このカットで、もう少し続きが欲しいという場合に、追加で生成できるかテストしてみた。こうした用途に使えるのが、「静止画から動画生成できる機能」である。先に生成した動画の最終フレームを静止画として書き出し、これを次に生成する動画の先頭フレームとして指定する。プロンプトは同じだ。ちなみにFireflyで出力された動画のファイル名は、プロンプトに入力した文章がそのまま使用される。よって、これどんなプロンプトで生成したんだっけ? ということがない。
こうして続きを生成させたのが、こちらの動画である。
一見するとうまく続きが作られているように見えるが、実際にこの2つをつなげてみると、ちょっとだけつなぎ目が合わない。
5秒目のところがつなぎ目だが、動きが一瞬止まって、背景のサイズが少し動いているのが分かる。つまり、最初の動画の最終フレームと、2番目の動画の最初のフレームが、コマがダブるのである。まあ仕組みから言えばやむを得ないところではある。
それ以外の部分では、画像のアスペクト比が若干変わっているところだ。こちらは横を0.995倍に縮小することで整合性をとった。こうして編集作業を行った結果が、次の動画である。
そのままつなぐよりは、ショックのないつなぎ目が実現できていると思う。ただ、猫の歩くスピードが変わってしまうという問題が出ている。このあたりはプロンプトを追加して再度生成させながら合わせて行くしかないわけで、滑らかにつなげるには案外時間がかかる作業になりそうである。

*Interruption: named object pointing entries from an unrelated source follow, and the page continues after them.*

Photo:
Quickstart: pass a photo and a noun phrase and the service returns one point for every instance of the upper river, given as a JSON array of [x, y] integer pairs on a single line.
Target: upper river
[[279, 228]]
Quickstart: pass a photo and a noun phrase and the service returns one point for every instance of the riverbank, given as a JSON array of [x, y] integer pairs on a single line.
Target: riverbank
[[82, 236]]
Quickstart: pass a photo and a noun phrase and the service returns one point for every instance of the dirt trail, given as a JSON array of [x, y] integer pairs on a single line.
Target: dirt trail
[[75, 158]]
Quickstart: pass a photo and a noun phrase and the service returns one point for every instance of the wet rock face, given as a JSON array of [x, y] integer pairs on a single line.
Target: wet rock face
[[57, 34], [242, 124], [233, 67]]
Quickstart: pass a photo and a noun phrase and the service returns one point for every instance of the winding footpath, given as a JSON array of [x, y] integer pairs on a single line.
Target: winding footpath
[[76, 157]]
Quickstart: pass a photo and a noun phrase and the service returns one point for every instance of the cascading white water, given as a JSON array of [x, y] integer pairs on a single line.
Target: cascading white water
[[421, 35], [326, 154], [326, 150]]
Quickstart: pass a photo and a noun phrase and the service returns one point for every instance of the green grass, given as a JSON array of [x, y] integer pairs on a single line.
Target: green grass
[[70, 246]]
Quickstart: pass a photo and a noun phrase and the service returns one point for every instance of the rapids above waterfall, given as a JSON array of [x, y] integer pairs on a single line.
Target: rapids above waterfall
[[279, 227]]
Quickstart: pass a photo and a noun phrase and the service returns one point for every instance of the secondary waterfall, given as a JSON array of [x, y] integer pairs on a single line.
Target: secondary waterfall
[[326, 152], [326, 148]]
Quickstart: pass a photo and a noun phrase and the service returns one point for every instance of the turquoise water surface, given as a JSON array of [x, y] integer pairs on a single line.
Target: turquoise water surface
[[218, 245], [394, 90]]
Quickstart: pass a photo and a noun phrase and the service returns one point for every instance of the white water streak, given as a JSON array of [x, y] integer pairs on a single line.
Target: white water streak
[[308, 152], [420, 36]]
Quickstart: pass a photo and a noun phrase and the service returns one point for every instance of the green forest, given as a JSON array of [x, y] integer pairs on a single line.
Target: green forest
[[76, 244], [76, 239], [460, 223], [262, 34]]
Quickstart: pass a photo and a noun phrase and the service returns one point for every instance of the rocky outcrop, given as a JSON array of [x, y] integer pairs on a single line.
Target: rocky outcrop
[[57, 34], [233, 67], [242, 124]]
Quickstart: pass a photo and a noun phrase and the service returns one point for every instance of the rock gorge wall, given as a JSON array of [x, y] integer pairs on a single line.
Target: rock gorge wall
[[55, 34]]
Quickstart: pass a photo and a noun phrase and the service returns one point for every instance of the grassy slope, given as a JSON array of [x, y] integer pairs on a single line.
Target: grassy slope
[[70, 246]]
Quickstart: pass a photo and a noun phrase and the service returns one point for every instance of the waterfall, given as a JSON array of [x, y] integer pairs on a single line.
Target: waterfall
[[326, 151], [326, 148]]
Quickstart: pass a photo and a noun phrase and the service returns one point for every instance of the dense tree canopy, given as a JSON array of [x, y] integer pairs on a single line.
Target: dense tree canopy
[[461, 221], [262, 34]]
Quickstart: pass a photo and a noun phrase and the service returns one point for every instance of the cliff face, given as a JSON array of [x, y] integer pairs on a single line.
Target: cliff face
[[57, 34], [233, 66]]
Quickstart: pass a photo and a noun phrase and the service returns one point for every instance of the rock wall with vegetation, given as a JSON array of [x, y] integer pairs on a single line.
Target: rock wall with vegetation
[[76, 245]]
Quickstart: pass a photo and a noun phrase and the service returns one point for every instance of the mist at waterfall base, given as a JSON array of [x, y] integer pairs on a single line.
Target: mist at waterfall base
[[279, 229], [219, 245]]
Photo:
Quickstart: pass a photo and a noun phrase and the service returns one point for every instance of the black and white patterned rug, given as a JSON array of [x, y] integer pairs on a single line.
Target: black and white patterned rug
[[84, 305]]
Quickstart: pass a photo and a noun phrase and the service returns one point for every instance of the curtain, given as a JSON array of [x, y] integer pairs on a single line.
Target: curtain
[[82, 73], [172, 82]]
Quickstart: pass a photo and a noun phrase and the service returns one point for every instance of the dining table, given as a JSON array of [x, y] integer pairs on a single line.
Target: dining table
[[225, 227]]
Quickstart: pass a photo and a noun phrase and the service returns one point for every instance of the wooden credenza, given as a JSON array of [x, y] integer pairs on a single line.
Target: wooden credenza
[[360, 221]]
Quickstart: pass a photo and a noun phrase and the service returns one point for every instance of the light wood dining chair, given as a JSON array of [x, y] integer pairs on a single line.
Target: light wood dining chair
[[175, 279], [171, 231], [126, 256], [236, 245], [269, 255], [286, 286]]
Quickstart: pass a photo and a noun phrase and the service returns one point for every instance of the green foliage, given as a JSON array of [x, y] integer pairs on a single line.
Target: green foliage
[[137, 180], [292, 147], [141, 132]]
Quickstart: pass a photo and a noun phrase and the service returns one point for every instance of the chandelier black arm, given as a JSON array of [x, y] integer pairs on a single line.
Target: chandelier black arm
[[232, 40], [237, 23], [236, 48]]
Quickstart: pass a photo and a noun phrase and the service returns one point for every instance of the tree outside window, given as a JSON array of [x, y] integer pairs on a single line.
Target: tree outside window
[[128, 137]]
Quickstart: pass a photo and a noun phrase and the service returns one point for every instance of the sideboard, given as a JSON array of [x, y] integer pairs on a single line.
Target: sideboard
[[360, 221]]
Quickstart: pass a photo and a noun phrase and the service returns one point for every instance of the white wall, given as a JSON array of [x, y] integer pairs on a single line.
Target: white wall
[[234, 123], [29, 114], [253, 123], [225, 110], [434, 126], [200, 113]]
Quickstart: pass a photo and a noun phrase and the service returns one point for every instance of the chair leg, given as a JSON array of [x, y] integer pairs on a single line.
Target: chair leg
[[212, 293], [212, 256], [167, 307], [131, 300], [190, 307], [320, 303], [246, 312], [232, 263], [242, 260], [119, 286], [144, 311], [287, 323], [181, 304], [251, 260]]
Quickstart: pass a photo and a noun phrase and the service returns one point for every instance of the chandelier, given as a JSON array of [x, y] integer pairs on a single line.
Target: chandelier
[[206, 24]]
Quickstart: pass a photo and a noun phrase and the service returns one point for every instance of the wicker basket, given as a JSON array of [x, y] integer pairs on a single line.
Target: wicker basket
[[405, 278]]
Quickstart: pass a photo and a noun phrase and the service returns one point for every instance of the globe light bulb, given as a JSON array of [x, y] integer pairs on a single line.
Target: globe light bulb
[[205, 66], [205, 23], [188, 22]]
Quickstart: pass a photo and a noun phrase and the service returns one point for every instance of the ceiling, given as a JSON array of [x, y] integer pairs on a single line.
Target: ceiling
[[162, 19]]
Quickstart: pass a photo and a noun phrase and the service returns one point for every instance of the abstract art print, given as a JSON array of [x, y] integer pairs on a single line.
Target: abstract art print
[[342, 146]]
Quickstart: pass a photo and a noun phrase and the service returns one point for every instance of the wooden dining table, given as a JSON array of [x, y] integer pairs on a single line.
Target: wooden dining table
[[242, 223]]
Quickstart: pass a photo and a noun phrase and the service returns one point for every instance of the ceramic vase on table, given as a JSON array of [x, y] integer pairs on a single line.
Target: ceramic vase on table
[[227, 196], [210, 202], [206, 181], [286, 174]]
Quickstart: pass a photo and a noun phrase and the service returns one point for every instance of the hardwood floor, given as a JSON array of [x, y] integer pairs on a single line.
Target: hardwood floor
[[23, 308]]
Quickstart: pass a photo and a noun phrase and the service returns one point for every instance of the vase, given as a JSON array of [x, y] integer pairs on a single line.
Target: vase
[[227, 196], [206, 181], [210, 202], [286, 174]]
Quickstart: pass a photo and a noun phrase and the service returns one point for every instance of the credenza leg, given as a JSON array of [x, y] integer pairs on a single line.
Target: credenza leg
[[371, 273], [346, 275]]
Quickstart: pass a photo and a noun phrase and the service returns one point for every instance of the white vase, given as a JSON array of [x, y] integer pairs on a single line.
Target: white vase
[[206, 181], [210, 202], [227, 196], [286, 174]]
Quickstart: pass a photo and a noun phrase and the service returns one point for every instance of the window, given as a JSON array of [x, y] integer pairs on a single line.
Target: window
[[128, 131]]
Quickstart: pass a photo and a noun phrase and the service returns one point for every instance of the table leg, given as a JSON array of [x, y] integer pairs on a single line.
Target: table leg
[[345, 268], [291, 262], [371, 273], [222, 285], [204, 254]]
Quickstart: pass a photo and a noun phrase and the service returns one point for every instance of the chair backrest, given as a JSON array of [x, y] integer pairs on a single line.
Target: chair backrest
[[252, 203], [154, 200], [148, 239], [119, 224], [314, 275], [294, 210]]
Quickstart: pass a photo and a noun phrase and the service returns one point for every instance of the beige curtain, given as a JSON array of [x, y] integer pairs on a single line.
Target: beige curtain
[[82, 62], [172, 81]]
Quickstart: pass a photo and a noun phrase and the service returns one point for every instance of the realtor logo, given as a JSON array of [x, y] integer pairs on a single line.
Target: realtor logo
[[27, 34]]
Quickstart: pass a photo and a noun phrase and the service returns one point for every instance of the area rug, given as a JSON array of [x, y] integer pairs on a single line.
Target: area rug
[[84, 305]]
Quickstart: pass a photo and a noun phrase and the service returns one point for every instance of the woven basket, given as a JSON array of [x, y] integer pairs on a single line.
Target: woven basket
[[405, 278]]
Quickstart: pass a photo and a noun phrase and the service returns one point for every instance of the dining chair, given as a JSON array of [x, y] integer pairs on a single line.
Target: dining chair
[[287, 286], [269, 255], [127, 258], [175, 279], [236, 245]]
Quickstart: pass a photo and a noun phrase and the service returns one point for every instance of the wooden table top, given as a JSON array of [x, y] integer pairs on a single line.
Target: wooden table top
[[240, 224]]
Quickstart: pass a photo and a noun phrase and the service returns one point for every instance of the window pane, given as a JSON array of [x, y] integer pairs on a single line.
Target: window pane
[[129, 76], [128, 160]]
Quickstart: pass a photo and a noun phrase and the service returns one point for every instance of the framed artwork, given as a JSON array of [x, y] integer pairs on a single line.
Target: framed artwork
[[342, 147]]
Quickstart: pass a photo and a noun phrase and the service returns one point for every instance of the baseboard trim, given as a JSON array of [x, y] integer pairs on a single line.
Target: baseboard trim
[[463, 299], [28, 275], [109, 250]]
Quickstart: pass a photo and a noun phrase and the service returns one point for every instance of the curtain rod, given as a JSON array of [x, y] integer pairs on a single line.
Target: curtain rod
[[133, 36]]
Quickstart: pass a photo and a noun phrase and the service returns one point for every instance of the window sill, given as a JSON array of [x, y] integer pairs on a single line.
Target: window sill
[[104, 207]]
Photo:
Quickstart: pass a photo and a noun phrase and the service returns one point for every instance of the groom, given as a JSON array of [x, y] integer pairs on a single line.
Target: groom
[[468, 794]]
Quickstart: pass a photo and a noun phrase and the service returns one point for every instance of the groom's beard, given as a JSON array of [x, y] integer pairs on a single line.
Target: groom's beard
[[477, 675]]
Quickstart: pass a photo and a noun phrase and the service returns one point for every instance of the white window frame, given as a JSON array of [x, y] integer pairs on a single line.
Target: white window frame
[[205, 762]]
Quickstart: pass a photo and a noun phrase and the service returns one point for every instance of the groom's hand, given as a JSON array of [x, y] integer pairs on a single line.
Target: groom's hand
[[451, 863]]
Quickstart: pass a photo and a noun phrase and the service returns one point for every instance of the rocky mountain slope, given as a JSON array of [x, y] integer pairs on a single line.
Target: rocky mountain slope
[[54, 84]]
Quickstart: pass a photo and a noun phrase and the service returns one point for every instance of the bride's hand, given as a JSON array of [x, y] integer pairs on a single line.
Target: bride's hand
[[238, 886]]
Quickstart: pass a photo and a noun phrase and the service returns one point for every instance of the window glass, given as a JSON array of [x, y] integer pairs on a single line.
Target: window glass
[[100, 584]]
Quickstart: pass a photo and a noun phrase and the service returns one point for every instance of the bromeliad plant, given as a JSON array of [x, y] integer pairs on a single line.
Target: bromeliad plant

しかしおおむねこの方法で、カットの続きを生成させるという方法論はありうるということは確認できた。ただ、カット尻を伸ばすだけならPremiere Proの「続きを生成」機能のほうが楽ではある。なにせタイムライン上のクリップを後ろに伸ばすだけだ。
こちらは2秒間しか伸ばせないものの、フレームのダブりはないし、整合性という点では新たに生成させるよりは良好な結果が得られている。同じような機能だが、アプリ側に実装されることでより使いやすくなるという一例であろう。
Fireflyを用いて続きを生成するメリットは、そこからカメラワークなどを変更したいという場合に、ある程度コントロールできる可能性があるという点だろうか。現時点では静止画を指定すると、カメラ関連の機能は使えなくなってしまい、なりゆきでしか生成できないが、将来的には静止画を指定してもカメラの動きぐらいは指定できるようになるべきだ。
一方で上記の映像は、そもそもがゼロからFireflyが考えた映像であり、その要素も全て把握していることから、再現性が高い映像が作れるという事である。また学習に使用されたデータも比較的キャラクターものが豊富に含まれることから、割とキャラクター生成には強い印象がある。
一方生成にFireflyが関与していない画像から動画生成させると、かなり予想外の結果が起こる。次の動画は以下の写真を元に、「子猫がカバンから這い出してくる」というプロンプトで生成されたものだが、こうした非現実な壊れ方をするのが、ある意味AIらしいと言えばAIらしい。
この写真では、子猫の頭とシッポが同時に見えているが、人間なら猫の軟体性を理解しているので、こういう体制の1匹の猫だと理解する。だがAIは、2匹の猫がいるものと認識したようだ。
プロンプトで、これは1匹の猫であることを追加して生成させたら、ちゃんと生成できた。このように、AIがどのように誤解するのかは、実際にやらせてみないと人間側が予想できないので、同じカットでも何度か生成を繰り返す必要がある。